The constraints imposed on the design can be summarised as:

  • in order to meet the targeted price point, the phone had to be a single-core design using an ARM9 core;
  • the phone had to run Linux as the operating system (OS) supporting the user interface (UI);
  • for a number of reasons, the baseband stack had to run outside Linux;
  • components from the BREW [Qua] UI framework, such as the media rendering engines, had to be reused, and porting them to Linux was out of the question.

Clearly, these requirements taken together can only be met using virtualization: Linux had to run (de-privileged) in a virtual machine (VM), with the baseband stack and BREW running in a different VM. And all this needed to be achieved with excellent performance in order to provide a good user experience.

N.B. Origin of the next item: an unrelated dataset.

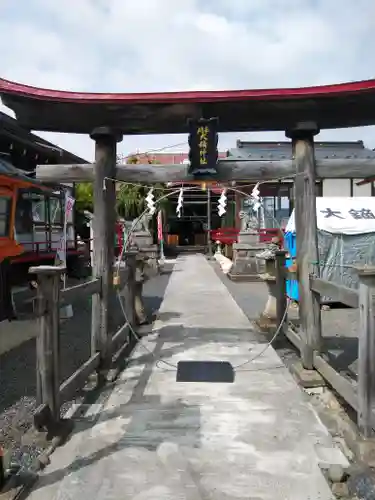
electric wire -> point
(158, 361)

However, the virtualization approach once faced much scepticism. I remember many discussions with actual or potential customers, who would doubt that an ARM9 core could provide enough grunt for a Linux-based UI, even when running Linux on a core of its own, let alone virtualized. The main reason is that the ARM9 has virtually-addressed caches and lacks an address-space ID (ASID) tag in the translation lookaside buffer (TLB). As a consequence, Linux (like most other OSes) on ARM9 flushes TLBs and caches on each context switch. This leads to poor performance on context-switch intensive workloads, such as a touchscreen-based UI.